Hong Kong’s South China Morning Post reported on June 1 that international aircraft leasing company Avolon believed that China’s airlines would need to add 3,200 aircraft over the next 10 years to meet the growing needs of China’s travelers.
Citing a recently released research paper, the report said more than half of the aircraft still needed to be ordered, and that included 1,150 narrow-body aircraft and 150 wide-body jets. It was stated in the paper that there were currently 2,800 aircraft in the nation’s passenger service fleet, equivalent to 13% of the world’s total. It represents 11% growth since 2010.
The report claimed that there was a higher proportion of narrow-body aircraft in future needs, and China’s carriers were currently “underresourced” in wide-body jets.
Avolon’s head of strategy and author of the study Dick Forsberg was quoted as saying: “China offers an attractive long-term growth opportunity for domestic and international airlines, aircraft [original equipment manufacturers] and aircraft leasing companies”.
It was pointed out in the paper that strong rapid growth in outbound travel was the strongest factor fuelling demand for more flights and aircraft. It pointed out the China became the world’s largest source of outbound tourist in 2012, overtaking Germany and the US and accounting for 10% of global cross-border trips.
“This  number represents less than 9% of the total population and only 15% of urban residents, suggesting that there is a great deal more growth ... Those travellers spent US$110 billion, which makes the market an extremely attractive one for the destination countries,” the Avolon paper said.
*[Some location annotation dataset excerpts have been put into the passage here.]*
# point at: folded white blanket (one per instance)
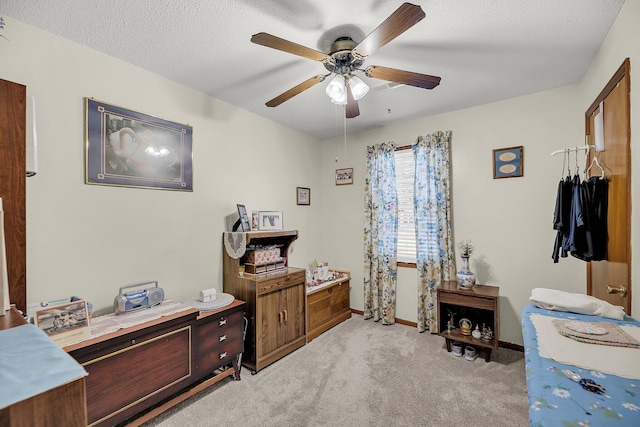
(621, 361)
(552, 299)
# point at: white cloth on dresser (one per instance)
(553, 299)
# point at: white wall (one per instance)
(508, 220)
(89, 240)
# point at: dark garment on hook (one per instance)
(562, 217)
(583, 233)
(597, 194)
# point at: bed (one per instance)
(556, 397)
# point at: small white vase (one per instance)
(465, 277)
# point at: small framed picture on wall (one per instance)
(508, 162)
(344, 176)
(303, 196)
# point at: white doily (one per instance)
(222, 300)
(235, 243)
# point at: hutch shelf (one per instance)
(276, 299)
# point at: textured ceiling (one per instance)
(484, 51)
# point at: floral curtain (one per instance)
(380, 234)
(435, 257)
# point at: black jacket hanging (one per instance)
(580, 218)
(562, 217)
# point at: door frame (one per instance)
(622, 74)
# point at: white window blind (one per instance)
(405, 170)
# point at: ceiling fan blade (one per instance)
(424, 81)
(296, 90)
(274, 42)
(405, 17)
(351, 109)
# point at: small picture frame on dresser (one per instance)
(269, 220)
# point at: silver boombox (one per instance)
(139, 299)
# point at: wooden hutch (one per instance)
(275, 298)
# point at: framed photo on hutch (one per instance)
(243, 219)
(269, 220)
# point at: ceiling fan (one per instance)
(344, 57)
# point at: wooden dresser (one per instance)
(478, 304)
(276, 301)
(138, 372)
(327, 305)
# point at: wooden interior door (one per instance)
(293, 301)
(268, 325)
(13, 174)
(610, 280)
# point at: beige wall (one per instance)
(508, 220)
(623, 41)
(90, 240)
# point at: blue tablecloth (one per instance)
(30, 364)
(555, 400)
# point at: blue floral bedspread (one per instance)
(556, 400)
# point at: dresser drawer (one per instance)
(324, 305)
(280, 283)
(219, 340)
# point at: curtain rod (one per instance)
(582, 147)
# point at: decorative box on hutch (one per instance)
(275, 298)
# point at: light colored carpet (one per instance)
(362, 373)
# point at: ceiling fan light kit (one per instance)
(344, 57)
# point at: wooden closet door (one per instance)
(13, 122)
(606, 278)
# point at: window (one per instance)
(405, 173)
(405, 170)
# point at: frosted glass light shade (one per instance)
(358, 87)
(336, 89)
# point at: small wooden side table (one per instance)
(478, 304)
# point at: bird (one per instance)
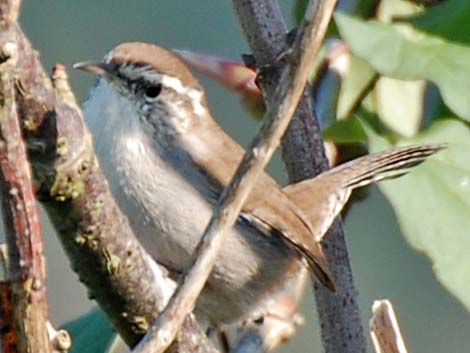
(167, 162)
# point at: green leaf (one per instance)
(91, 333)
(409, 55)
(358, 81)
(432, 203)
(450, 20)
(400, 104)
(345, 131)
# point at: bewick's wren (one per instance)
(167, 162)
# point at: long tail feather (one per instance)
(323, 197)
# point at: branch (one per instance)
(96, 236)
(24, 301)
(384, 329)
(302, 152)
(276, 121)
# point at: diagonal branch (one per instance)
(278, 116)
(26, 269)
(385, 330)
(96, 236)
(302, 152)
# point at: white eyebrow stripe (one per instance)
(195, 95)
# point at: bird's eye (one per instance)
(153, 91)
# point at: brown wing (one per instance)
(267, 205)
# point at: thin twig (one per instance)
(69, 183)
(384, 329)
(277, 118)
(26, 263)
(302, 152)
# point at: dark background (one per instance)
(384, 265)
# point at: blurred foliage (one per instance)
(399, 51)
(408, 53)
(432, 203)
(395, 57)
(450, 20)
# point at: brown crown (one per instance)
(161, 60)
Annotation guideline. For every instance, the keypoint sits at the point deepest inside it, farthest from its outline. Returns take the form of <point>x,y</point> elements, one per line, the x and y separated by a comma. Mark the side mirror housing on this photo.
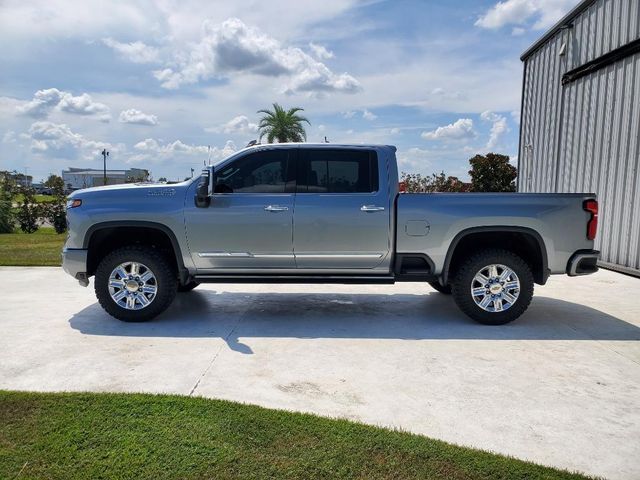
<point>202,197</point>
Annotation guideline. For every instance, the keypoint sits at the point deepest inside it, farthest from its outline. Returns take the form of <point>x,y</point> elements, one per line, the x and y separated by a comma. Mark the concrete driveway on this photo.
<point>561,386</point>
On the other hand, inbound international visitors accounted for only a fraction of China’s tourists traveling abroad. The media report cited National Bureau of Statistics that 25 million international visitors arrived in China in 2015, a small decline over 2014, with the 10-year average growth since 2005 running at 2.5%.
The paper also pointed out that Chinese airlines were competitive when compared to foreign rivals.
Competitive performance index that tracks market share showed China’s airlines achieved an average score of 1.02 in 2016, indicating that “Chinese airlines secure a slightly higher market share than their overseas competitors relative to the capacity offered”, the new report said.